Researching a book on this subject, I’d often hear people exclaim: “Israel is in the Middle East!” At first I took this to be a patronising assumption over my grasp of geography. But the more time I spent in Israel, the more it became apparent that this was a statement of desire — that the country ought to be “in” the Middle East, not just spatially, but also culturally. In other words, Israel should be building ties with its Arab neighbours, more so than with the Europe that keeps kindly inviting it to compete (quite well) in song contests and (hopelessly) in football tournaments. And the Middle East in discussion here is the one showcasing an expansive culture and rich creative output, not the uniformly fundamentalist, violent wasteland that Israel — and the West — myopically assume it to be.
A number of Israelis now make this case for their country — but many don’t, and it’s something the nation is going to have to work out on its own terms. But if Israel could find a way to reconnect with its own Middle-Eastern self, the chances are that this would result in the country having entirely different relations with the region. Because long before they were apparent arch enemies, Arabs and Jews were culture collaborators, good neighbours — and friends.
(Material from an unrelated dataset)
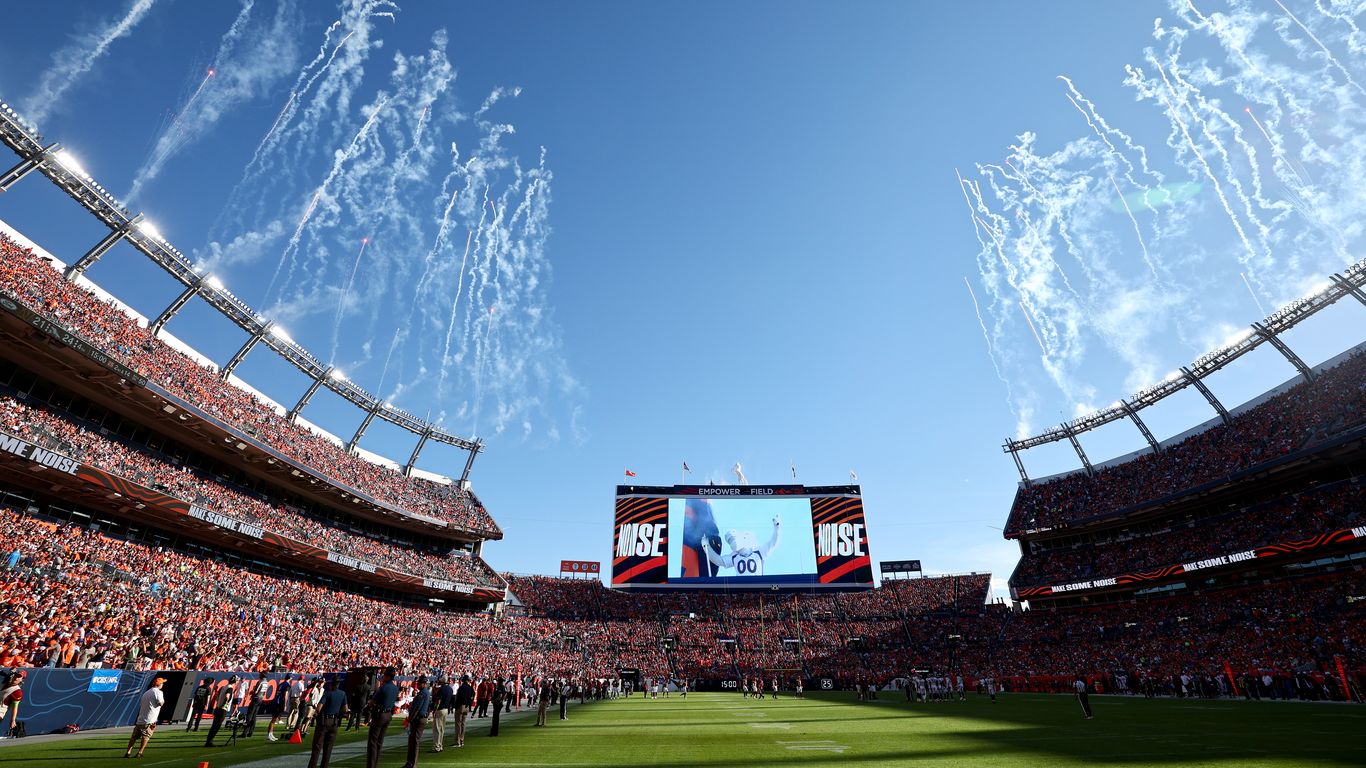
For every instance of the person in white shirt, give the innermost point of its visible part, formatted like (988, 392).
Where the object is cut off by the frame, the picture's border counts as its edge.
(746, 555)
(1083, 697)
(149, 708)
As far as the history goes, I don't doubt that the Ashkenazi were indeed the dominant cultural influence in Israel's early days, nor that many of their leaders made derogatory comments about the "backward" Mizrahi. As for now, well, see here and here for a reaction to Shabi's book, and also the review (second down) by Seth Frantzman at Amazon.com.
What's striking, though, is the astonishing naivete in the idea that, really, if only Israelis could bring themselves to accept their Middle-Eastern selves, all their problems would come to an end and their Arab brothers and sisters would rush to embrace them. This despite the three wars of extermination waged by these Arab neighbours during Israel's short history, the nuclear ambitions of an Iran whose president has talked of wiping Israel off the map, and the rampant anti-Semitism which disfigures so much Arab and Muslim culture, from the citing of the Protocols, to Holocaust denial, and so on and so on. Yet here, once again, it's all Israel's fault.
It's no surprise to find that Rachel Shabi is a Guardian contributor.